Sandra Gering

Leo Villareal

04 May - 19 Aug 2011

© Leo Villareal
Cylinder, 2011
White LEDs, mirror finished stainless steel, custom software, electrical hardware
12 x 9 x 9 feet
Unique, site specific
LEO VILLAREAL
Volume
4 May - 19 August, 2011

GERING & LóPEZ GALLERY is pleased to present Leo Villareal: Volume. This is Villareal’s fourth solo exhibition with the gallery.

For his first solo exhibition in New York since 2007, Villareal has installed a single, immersive work. Over 20,000 white LED nodes are suspended in a three-dimensional matrix of mirror-finished stainless steel. Its cylindrical form is at once dense and ephemeral, as it shimmers and oscillates between dimensions. Controlled by software code that the artist developed over an extensive period of time, like a composer working over a score, the nodes cycle through a seemingly infinite series of patterns and movements, fast and slow, bright and dark. The piece is a dazzling tone poem that draws the viewer into a deep, abstract space as it warps temporal and visual perception.

Villareal received his BA from Yale University and his MPS from the Interactive Telecommunications Program (ITP) at New York University’s Tisch School of the Arts. Throughout his career, Villareal has sought to work with the newest developments in technology, beginning with strobe lights in 1997 and moving into the LEDs utilized in this exhibition.

His work is represented in many international collections including The Albright-Knox Art Gallery, Buffalo, NY; Arario Museum, Seoul, Korea; Brooklyn Museum of Art, Brooklyn, NY; IFEMA, Madrid, Spain; Margulies Collection, Miami, FL; Museum of Modern Art, New York, NY; and the Naoshima Contemporary Art Museum, Kagawa, Japan. He has constructed site-specific commissions at such locations as Borusan Music & Art House, Istanbul, Turkey; Brooklyn Academy of Music, Brooklyn, NY; Nerman Museum of Contemporary Art, Overland Park, KS; PS1/MoMA, Long Island City, NY; Grand Central Station, New York, NY; and the Museo de Arte Moderno, Mexico City, Mexico.

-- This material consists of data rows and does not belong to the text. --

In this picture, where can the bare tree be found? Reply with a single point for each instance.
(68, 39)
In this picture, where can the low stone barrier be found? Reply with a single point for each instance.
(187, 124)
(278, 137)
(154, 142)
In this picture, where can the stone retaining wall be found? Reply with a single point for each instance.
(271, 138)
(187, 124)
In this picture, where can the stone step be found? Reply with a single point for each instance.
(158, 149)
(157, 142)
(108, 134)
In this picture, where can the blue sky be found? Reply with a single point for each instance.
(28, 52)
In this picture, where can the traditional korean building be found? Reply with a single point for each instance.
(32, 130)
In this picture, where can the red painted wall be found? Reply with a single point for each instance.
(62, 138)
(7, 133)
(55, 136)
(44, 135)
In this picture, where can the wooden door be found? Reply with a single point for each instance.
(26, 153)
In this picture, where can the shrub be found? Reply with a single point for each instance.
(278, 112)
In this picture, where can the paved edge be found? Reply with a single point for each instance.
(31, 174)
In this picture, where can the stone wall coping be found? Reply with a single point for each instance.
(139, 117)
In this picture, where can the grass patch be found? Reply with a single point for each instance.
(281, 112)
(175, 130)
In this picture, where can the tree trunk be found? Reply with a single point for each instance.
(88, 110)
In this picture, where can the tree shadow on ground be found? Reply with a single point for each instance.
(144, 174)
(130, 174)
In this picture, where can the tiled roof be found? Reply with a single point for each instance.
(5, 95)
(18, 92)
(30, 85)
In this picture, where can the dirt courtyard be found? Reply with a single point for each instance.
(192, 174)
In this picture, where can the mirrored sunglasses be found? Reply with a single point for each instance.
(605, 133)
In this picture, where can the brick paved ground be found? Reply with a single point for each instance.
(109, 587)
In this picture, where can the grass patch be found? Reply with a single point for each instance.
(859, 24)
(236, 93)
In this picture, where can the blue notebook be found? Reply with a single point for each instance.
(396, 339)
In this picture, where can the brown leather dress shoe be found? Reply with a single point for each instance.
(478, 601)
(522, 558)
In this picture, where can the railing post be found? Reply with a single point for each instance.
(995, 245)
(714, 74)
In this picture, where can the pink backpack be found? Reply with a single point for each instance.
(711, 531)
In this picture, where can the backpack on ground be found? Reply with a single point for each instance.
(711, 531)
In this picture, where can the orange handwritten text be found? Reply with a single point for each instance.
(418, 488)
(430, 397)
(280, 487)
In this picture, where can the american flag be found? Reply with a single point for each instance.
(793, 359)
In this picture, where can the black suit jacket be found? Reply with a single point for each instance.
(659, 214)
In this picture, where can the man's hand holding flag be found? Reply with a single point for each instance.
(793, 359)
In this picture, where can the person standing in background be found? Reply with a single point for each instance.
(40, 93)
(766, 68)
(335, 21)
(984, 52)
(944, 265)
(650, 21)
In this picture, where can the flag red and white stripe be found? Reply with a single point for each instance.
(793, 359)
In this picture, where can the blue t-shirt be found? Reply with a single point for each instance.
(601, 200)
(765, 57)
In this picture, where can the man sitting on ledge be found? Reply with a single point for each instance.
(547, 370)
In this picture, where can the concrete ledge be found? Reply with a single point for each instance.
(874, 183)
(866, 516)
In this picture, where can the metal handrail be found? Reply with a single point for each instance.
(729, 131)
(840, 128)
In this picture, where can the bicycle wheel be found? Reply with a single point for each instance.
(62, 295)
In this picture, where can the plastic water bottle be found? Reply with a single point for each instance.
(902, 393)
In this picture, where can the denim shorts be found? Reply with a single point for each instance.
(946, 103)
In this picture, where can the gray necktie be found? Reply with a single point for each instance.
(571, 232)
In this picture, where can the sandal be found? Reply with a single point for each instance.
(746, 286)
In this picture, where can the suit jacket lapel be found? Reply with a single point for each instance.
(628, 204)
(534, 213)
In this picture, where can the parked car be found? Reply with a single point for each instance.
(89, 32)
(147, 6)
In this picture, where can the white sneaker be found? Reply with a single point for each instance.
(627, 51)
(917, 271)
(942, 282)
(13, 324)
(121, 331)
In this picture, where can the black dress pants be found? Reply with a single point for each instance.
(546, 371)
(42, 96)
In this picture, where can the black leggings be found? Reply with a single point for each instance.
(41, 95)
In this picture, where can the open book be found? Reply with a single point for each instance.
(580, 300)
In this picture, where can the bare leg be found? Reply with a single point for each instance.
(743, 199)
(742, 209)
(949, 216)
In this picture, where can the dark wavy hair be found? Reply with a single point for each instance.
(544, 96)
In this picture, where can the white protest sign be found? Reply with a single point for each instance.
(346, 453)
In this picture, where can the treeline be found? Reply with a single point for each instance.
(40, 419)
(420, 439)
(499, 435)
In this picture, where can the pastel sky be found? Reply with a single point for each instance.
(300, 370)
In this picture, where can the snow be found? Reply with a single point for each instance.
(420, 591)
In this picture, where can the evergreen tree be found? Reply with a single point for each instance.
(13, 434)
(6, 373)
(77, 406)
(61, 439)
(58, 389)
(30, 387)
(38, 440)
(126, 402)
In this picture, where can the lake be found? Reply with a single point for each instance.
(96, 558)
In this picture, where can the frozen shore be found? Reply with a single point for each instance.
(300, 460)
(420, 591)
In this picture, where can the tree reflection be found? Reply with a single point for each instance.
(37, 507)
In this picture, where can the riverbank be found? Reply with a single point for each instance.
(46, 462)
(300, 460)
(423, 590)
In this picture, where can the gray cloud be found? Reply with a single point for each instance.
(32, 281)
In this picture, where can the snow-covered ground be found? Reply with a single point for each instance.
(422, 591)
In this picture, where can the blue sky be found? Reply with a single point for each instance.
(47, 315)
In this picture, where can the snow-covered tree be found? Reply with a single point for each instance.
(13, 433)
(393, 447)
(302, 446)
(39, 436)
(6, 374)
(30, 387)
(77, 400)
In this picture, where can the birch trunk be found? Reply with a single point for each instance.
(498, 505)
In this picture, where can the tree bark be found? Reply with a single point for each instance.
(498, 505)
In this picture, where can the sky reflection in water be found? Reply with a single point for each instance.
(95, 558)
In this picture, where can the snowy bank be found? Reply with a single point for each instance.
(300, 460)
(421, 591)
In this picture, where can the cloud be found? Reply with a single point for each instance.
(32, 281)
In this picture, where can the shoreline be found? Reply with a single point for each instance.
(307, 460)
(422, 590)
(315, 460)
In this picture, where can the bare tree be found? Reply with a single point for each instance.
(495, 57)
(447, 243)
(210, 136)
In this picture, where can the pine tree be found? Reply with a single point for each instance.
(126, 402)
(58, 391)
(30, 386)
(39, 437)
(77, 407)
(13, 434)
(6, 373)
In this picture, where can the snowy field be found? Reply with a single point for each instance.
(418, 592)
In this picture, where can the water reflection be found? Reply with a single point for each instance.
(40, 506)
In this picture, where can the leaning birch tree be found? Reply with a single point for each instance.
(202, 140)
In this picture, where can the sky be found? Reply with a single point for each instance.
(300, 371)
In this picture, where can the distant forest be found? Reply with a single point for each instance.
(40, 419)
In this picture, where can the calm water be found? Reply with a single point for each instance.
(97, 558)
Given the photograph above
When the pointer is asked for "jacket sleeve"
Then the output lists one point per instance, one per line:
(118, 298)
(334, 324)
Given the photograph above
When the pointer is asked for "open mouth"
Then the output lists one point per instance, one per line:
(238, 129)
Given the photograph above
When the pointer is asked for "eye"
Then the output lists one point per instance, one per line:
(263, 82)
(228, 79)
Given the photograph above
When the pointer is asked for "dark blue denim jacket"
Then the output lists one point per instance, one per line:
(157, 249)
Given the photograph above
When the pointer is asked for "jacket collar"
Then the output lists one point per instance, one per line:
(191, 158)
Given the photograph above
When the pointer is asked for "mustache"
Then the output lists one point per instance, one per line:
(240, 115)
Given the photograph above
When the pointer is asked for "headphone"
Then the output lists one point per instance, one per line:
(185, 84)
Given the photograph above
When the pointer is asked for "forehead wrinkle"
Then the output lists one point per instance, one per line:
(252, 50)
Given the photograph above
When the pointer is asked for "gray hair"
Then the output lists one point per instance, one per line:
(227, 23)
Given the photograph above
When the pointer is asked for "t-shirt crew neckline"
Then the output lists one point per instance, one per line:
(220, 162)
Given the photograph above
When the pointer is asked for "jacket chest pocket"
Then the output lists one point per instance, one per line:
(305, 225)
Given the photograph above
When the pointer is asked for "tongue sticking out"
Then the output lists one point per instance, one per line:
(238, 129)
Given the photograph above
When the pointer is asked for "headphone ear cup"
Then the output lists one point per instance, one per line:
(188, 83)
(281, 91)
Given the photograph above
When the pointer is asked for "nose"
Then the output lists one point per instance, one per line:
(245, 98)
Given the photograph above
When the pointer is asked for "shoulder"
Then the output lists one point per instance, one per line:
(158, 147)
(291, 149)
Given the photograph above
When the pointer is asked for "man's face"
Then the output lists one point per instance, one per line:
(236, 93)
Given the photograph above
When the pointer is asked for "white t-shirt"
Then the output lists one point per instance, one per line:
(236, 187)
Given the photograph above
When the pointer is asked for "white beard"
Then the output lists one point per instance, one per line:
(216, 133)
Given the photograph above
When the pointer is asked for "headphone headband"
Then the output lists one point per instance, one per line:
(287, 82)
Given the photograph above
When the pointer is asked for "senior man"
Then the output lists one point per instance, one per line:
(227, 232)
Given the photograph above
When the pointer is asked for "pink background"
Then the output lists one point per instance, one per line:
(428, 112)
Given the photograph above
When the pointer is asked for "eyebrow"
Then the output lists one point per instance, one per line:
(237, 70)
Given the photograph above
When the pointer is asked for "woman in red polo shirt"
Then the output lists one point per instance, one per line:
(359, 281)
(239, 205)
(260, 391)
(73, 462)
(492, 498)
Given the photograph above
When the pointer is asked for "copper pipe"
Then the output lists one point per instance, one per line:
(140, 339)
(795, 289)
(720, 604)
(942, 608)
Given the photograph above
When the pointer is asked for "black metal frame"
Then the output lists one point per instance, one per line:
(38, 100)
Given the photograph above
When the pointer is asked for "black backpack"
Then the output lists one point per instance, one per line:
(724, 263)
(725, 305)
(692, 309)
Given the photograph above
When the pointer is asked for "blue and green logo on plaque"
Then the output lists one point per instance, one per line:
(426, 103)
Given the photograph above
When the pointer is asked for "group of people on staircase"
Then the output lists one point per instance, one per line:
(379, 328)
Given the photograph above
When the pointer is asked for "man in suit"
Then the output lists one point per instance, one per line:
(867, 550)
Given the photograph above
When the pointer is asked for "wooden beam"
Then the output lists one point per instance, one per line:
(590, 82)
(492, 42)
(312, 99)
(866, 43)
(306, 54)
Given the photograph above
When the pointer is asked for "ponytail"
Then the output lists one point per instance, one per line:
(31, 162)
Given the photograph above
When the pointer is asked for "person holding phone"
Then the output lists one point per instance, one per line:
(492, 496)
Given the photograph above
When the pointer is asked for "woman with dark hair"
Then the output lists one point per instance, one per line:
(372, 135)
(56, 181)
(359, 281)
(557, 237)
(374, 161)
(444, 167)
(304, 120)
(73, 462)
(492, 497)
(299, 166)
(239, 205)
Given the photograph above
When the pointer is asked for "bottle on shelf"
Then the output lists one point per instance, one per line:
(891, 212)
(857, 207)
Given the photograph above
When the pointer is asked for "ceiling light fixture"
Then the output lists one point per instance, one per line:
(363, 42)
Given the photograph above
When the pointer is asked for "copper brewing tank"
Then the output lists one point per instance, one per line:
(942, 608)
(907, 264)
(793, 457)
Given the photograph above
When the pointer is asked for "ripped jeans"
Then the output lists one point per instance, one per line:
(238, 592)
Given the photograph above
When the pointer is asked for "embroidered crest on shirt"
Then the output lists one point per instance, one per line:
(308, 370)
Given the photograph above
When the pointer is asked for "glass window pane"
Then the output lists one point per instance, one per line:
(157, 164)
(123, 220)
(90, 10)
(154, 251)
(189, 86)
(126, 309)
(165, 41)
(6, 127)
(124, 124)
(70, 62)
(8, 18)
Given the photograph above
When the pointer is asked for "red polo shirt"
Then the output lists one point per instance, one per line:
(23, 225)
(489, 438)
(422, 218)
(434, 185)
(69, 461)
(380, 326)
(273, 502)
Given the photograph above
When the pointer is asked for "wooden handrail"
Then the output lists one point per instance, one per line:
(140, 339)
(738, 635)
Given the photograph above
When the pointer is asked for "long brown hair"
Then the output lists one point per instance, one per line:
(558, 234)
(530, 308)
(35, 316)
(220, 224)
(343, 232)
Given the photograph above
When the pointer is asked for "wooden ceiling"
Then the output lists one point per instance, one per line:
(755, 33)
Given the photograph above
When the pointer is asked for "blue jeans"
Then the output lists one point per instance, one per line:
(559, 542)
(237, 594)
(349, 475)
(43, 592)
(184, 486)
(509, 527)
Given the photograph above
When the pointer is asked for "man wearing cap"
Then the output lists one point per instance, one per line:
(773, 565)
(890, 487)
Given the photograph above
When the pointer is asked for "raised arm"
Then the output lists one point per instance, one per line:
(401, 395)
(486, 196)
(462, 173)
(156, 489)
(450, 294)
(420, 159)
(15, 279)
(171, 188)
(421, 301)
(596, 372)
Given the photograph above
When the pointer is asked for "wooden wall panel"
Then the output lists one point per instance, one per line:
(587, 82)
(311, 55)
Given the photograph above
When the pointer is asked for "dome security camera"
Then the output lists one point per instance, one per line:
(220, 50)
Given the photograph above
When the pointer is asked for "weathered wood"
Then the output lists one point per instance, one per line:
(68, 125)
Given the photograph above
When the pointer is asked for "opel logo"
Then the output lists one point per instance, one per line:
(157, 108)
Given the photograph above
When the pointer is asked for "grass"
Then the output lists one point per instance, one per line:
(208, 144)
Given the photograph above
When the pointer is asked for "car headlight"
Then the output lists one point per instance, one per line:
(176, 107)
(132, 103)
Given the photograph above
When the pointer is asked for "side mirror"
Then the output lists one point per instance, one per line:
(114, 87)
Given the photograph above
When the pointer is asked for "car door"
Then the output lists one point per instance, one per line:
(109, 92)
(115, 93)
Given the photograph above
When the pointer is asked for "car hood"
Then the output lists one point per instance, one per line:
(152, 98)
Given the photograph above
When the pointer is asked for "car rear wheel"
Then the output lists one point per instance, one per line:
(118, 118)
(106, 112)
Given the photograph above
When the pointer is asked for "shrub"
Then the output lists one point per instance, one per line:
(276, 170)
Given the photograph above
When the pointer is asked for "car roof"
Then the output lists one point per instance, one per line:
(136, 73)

The National Gallery of Art, Washington, DC acquired his site-specific, 200-ft long permanent installation Multiverse in 2008. His work is currently on view in the exhibition Altered States at the Norton Museum of Art in West Palm Beach, FL. Villareal’s first major museum survey exhibition debuted at the San Jose Museum of Art in California last year and is currently on view at the Nevada Museum of Art, Reno, NV. It will travel to the Nerman Museum of Art, Overland Park, KS, and Telfair Museum of Art, Savannah, GA. A catalogue published by Hatje Cantz accompanies the exhibition.